Table4_Variations in DNA methylation and the role of regulatory factors in rice (Oryza sativa) response to lunar orbit stressors.xlsx

Deep space flight imposes higher levels of damage on biological organisms; however, its specific effects on rice remain unclear. To investigate the variations in DNA methylation under deep space flight conditions, this study examined rice seeds carried by Chang’e-5. After 23 days of lunar orbital flight, the samples were planted in an artificial climate chamber and subjected to transcriptome and DNA methylation sequencing during the tillering and heading stages. The methylation patterns in the rice genome exhibited variability in response to lunar orbital stressors. DNA methylation alters the expression and interaction patterns of functional genes, involving biological processes such as metabolism and defense. Furthermore, we employed single-sample analysis methods to assess the gene expression and interaction patterns of different rice individuals. The genes exhibiting changes at the transcriptional and methylation levels varied among the different plants; however, these genes regulate consistent biological functions, primarily emphasizing metabolic processes. Finally, through single-sample analysis, we identified a set of miRNAs induced by lunar orbital stressors that potentially target DNA methylation regulatory factors. The findings of this study broaden the understanding of space biological effects and lay a foundation for further exploration of the mechanisms by which deep space flight impacts plants.

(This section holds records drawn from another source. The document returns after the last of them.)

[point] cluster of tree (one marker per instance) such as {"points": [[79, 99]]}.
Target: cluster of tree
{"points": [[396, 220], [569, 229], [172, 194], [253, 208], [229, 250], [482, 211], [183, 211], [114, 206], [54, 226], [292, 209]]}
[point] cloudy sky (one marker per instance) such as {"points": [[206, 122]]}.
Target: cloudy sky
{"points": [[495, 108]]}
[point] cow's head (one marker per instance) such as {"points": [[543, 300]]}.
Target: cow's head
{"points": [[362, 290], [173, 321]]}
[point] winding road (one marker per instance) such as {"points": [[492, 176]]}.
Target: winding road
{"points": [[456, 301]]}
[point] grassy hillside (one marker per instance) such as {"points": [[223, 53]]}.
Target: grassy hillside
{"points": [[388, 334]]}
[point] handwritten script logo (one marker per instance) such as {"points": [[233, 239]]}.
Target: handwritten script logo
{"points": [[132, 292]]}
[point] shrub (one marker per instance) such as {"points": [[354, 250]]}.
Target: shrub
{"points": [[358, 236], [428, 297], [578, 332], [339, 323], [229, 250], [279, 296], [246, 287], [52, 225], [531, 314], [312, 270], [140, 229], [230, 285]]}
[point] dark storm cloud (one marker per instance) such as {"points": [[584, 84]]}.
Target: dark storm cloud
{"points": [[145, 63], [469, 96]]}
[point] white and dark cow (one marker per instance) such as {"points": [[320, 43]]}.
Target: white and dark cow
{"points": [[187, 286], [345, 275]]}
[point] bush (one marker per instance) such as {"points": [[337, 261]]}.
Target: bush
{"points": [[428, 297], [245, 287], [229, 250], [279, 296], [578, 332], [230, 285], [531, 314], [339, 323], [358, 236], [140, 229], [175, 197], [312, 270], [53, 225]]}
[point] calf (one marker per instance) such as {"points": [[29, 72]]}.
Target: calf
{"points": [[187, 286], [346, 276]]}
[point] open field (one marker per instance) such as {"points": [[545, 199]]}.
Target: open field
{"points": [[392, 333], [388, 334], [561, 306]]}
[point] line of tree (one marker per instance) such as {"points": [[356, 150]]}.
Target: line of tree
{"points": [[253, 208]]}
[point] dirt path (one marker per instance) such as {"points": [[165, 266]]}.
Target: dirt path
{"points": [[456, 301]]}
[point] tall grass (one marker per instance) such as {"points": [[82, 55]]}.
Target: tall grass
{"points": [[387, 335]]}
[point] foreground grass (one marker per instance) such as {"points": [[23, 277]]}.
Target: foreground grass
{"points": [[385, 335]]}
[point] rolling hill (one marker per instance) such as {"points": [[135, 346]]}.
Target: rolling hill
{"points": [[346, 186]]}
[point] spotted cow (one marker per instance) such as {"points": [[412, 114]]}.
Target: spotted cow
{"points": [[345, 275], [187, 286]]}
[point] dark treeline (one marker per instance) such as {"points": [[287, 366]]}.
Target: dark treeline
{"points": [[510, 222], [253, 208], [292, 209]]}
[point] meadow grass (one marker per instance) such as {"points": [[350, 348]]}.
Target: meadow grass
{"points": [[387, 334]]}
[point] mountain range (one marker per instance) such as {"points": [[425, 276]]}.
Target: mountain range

深空飞行会对生物有机体造成更为严重的损伤，但目前其对水稻的具体影响仍不明确。为探究深空飞行环境下DNA甲基化（DNA methylation）的变化规律，本研究对由嫦娥五号搭载的水稻种子展开了相关实验。经23天月球轨道飞行后，这些样本被种植于人工气候箱中，并分别在分蘖期与抽穗期进行转录组与DNA甲基化测序。水稻基因组的甲基化模式在响应月球轨道胁迫因素时呈现出显著差异。DNA甲基化会改变功能基因的表达模式与互作网络，涉及代谢、防御等多种生物学过程。此外，本研究采用单样本分析方法，对不同水稻个体的基因表达模式与互作网络进行了评估。尽管不同植株间在转录与甲基化水平上发生变化的基因存在差异，但这些基因所调控的生物学功能却具有一致性，主要集中于代谢过程。最后，通过单样本分析，本研究鉴定出了一组由月球轨道胁迫因素诱导产生的microRNA（miRNA），其潜在靶点为DNA甲基化调控因子。本研究的发现加深了人们对空间生物学效应的认知，并为进一步探究深空飞行影响植物的分子机制奠定了基础。